Force Measurement With Active Ring Shaped EHT System (A) Side-view schematic of a ring tissue (orange) attached between a force transducer (left) and a length controller (right). The tissue is immersed in media and electrically stimulated. When the tissue contracts, this results in displacement of the force transducer. (B) Partial overhead image of ring tissue attached to force transducer (left, off screen) and length controller (right). (C) Representative force tracing (blue) showing tissue beating before and after a length step (red). The length step results in an increase from the initial passive force (P1) to a new passive force (P2). Active force modestly increases after stretch (A1 vs A2) because of the Frank-Starling mechanism. The tissue shows evidence of viscoelasticity from the increase and subsequent relaxation in total force following the length step. EHT = engineered heart tissue.

Figure 10

Drosophila Heart Tube Kymography Adult heart tube (red) with a line of focus drawn through the walls of the heart (green arrow) is recorded at high frame rate to produce a kymograph (right). Diastole and systole can be observed on the basis of the positioning of the anterior and posterior walls, similar to M-line echocardiography. Fly image created using BioRender.com (left).
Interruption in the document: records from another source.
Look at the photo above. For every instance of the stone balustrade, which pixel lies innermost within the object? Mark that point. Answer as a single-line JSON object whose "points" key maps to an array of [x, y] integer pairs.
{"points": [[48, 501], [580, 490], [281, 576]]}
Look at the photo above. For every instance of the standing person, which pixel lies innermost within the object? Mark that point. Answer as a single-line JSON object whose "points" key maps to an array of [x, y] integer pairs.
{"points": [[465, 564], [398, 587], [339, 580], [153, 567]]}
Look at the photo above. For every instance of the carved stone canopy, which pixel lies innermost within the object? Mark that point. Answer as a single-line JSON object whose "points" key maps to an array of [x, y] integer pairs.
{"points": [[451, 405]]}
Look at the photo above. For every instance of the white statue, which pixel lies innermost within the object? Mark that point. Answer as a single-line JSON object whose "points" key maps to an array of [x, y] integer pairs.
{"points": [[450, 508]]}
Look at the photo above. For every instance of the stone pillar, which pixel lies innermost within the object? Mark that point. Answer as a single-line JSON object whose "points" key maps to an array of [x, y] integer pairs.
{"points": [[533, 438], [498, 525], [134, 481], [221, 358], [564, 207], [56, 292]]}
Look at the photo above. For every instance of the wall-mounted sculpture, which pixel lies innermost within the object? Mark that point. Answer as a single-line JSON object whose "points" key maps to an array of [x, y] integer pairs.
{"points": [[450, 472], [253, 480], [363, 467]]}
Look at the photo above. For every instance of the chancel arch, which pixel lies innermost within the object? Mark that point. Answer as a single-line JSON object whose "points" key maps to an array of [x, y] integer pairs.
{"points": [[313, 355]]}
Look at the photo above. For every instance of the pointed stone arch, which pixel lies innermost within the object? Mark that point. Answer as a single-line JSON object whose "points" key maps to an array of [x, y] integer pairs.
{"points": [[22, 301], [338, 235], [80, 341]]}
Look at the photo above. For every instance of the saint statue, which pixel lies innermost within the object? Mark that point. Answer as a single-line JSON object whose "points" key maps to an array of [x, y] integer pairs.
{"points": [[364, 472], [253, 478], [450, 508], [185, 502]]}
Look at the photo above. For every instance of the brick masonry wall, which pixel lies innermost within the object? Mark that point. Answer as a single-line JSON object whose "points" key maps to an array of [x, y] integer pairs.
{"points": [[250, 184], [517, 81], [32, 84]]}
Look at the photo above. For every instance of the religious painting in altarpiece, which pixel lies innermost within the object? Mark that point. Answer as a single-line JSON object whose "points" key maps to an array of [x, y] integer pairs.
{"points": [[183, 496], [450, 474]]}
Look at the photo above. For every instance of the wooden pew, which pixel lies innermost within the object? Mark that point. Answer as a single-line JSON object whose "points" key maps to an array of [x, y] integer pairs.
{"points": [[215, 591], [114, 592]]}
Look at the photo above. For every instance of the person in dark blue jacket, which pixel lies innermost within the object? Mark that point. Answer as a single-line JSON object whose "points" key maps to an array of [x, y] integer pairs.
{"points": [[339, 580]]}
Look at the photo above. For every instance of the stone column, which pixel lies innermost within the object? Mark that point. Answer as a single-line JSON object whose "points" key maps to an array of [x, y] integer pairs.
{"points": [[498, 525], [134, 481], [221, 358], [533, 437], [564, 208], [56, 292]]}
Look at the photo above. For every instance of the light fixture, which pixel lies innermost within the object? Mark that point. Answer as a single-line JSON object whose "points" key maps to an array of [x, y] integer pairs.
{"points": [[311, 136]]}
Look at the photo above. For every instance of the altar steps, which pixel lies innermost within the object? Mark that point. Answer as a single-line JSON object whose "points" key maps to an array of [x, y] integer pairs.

Kymogram (right) courtesy of Anthony Cammarato (Division of Cardiology, Department of Medicine, Johns Hopkins University School of Medicine).

Figure 11

Light-Sheet Microscopy of Zebrafish Heart Single-frame captures of light-sheet fluorescence microscopic videos of fluorescently labeled zebrafish hearts that are 96 hours postfertilization. Scale bar represents 40 μm. Image courtesy of Jamison Leid (Center for Cardiovascular Research, Washington University School of Medicine). a = atrium; v = ventricle.